At least your potted flowers are in one piece.


----------



## Bentleysmom (Aug 11, 2012)

Wyatt's mommy said:


> At least your potted flowers are in one piece.


Well at least the 2 that are left. Since he pulled out the three flowers he's been leaving these alone. I think he has very distinctive flower taste LOL


----------



## laprincessa (Mar 24, 2008)

He is, after all, a prince. He won't eat just any old flower!


----------



## Bentleysmom (Aug 11, 2012)

Tahnee GR said:


> Too funny! And I see you have a perfectly nice and untouched plastic dog house too! I bought a similar one for Bug and Suva, and it now has almost no front at all  I cannot even imagine what would happen to a castle at my house!


Did they tear up the dog house? I'll be getting rid of that plastic house as soon as I'm done building Bentley's prince house.


----------



## OutWest (Oct 6, 2011)

oh no! youre in trouble if he's decided he likes hot sauce!


----------



## Bentleysmom (Aug 11, 2012)

OutWest said:


> oh no! youre in trouble if he's decided he likes hot sauce!

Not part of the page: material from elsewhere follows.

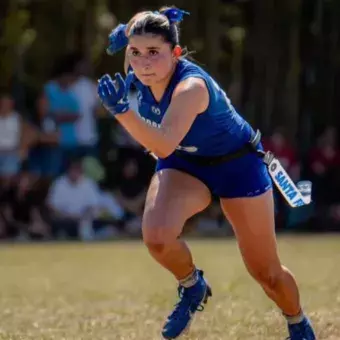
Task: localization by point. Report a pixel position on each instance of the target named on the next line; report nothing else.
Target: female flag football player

Exactly! And I can't think of anything else to try. He seems to like anything that he can get in his mouth. I took out a jar of white vinegar and let him smell it hoping it would repulse him. No, he tried to lick it.


----------



## goldensrbest (Dec 20, 2007)

He is so darn cute.


----------



## Sampson's Mom (May 13, 2013)

He really is a character! I don't know how you can discipline that mischievous, adorable, smiling face!!


----------



## Max's Dad (Apr 23, 2012)

A paste made with cayenne pepper seems to work with Max.


----------



## Capt Jack (Dec 29, 2011)

Too funny!Franks is good stuff tho,only second to Texas Pete!


----------



## Bentleysmom (Aug 11, 2012)

Max's Dad said:


> A paste made with cayenne pepper seems to work with Max.


That's a thought. What do you mix it with to make a paste, just water?


----------



## Max's Dad (Apr 23, 2012)

Bentleysmom said:


> That's a thought. What do you mix it with to make a paste, just water?


About one cup of water with 2 tablespoons of cayenne pepper. Add a little flour to make it a paste. Paste or liquid depends on where we are using it.


----------



## Vhuynh2 (Feb 13, 2012)

I LOVE Franks hot sauce. Bentley has the same great taste in condiments. 


Sent from Petguide.com App


----------



## Bob Dylan (Mar 31, 2009)

BENTLEY, is one of a kind............LOVE HIM! Oh and I like hot sauce but it doesn't like ME!!!


----------



## Nairb (Feb 25, 2012)

Sounds like you need to kick it up a notch....

World's 10 spiciest hot sauces....

http://www.thedailymeal.com/world-s-10-spiciest-hot-sauces-slideshow


----------



## Tuco (Jan 3, 2013)

Joyce, I think this video will enlighten you on the best pepper options for Bentley 







Sent from Petguide.com Free App


----------